Va rilevato che gli Idijoti hanno inserito la loro versione di “Bella ciao” nel loro terzo album “Tako je govorio Zaratusta" nel 1993, ma stava nel loro repertorio molto prima. Infatti, nel 1987 l’avevano cantata a Reggio Calabria dove si erano esibiti in rappresentanza della Jugoslavia al Festival del Mediterraneo. “È scoppiato uno scandalo”, ci ha raccontato Diego Bosusco, “ho avvertito subito un certo malumore tra il pubblico mentre eseguivamo “Bella Ciao” ma poi, quando abbiamo iniziato a cantare “Bandiera Rossa” è scoppiato un putiferio, con il pubblico che si divideva tra destra e sinistra e i carabinieri che sono saliti sul palcoscenico interrompendo il concerto”.
Rileviamo, al termine, che la canzone “Bella ciao” è stata cantata in tantissime occasioni particolari tra le quali i funerali dell’attore (premio Nobel) Dario Fo, a Parigi dall'attore comico francese Christophe Alévêque durante le commemorazioni funebri delle vittime della strage avvenuta nella sede del settimanale satirico francese Charlie Hebdo e a Barcellona dai manifestanti per l’indipendenza della Catalogna per protestare contro le condanne inflitte a dodici leader catalani.
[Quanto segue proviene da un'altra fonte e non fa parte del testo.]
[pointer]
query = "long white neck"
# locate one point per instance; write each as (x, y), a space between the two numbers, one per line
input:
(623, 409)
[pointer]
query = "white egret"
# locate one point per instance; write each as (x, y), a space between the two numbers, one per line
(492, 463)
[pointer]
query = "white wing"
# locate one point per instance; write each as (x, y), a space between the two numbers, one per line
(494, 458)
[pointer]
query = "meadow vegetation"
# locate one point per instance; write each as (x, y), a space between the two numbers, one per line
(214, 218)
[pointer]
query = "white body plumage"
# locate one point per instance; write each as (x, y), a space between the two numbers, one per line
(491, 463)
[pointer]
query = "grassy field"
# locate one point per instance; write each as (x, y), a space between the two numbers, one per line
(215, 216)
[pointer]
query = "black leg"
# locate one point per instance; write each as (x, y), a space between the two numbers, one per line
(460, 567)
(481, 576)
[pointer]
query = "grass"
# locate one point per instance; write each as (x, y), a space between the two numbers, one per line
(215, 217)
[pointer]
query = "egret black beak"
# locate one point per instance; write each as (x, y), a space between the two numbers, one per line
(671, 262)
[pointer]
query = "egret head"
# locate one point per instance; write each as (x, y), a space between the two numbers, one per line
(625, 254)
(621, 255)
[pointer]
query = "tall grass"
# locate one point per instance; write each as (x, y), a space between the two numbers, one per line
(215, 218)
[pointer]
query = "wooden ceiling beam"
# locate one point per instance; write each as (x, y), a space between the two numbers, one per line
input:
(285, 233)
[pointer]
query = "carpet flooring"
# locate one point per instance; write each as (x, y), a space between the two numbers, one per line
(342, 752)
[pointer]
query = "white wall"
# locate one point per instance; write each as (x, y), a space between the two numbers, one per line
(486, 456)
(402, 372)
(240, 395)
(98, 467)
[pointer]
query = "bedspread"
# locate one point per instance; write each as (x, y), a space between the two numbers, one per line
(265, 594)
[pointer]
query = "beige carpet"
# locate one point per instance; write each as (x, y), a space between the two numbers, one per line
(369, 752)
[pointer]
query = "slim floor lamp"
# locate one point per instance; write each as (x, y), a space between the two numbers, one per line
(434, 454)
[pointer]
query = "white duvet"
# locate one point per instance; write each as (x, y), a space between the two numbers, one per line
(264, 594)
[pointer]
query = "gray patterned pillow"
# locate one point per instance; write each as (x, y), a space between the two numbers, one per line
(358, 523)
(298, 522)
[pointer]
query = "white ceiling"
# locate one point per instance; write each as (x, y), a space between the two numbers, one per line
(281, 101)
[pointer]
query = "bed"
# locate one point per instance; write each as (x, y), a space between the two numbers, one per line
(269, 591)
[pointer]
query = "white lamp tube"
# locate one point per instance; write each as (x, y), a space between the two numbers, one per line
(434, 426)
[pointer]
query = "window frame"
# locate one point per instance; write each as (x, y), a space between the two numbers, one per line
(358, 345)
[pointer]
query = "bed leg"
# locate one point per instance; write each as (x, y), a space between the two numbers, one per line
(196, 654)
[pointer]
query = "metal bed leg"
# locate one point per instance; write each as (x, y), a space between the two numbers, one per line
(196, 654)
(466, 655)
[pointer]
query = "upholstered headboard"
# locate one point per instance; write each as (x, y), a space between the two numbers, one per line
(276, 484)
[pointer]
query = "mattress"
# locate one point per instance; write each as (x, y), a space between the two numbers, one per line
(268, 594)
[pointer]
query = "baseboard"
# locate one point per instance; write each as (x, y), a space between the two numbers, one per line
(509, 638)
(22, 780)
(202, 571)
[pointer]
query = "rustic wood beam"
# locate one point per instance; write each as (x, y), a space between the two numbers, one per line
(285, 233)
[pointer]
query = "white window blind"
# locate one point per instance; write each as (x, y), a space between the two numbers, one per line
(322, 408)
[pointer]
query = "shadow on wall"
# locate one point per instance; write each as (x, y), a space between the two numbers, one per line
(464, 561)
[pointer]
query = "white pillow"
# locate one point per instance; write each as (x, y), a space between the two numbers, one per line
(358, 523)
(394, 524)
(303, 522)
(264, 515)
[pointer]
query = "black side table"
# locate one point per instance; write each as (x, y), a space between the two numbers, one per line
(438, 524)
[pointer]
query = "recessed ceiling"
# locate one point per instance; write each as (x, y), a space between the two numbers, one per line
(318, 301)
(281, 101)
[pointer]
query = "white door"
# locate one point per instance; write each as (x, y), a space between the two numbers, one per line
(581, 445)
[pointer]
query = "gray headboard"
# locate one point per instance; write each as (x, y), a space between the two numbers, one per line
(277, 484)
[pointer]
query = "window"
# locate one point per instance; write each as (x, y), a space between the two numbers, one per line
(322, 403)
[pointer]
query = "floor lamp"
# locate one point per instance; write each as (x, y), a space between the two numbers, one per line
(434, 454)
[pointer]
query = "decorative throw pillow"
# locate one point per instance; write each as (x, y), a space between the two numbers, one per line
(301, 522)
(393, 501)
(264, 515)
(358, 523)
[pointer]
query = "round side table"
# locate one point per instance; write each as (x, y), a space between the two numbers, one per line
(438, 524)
Una versione in ucraino viene cantata come forma di opposizione all’invasione russa, mentre un’altra, in lingua persiana, è stata eseguita durante le proteste antigovernative in seguito alla morte di Mahsa Amini, la giovane donna è diventata un simbolo della condizione femminile e della violenza esercitata contro le donne sotto la Repubblica islamica dell'Iran.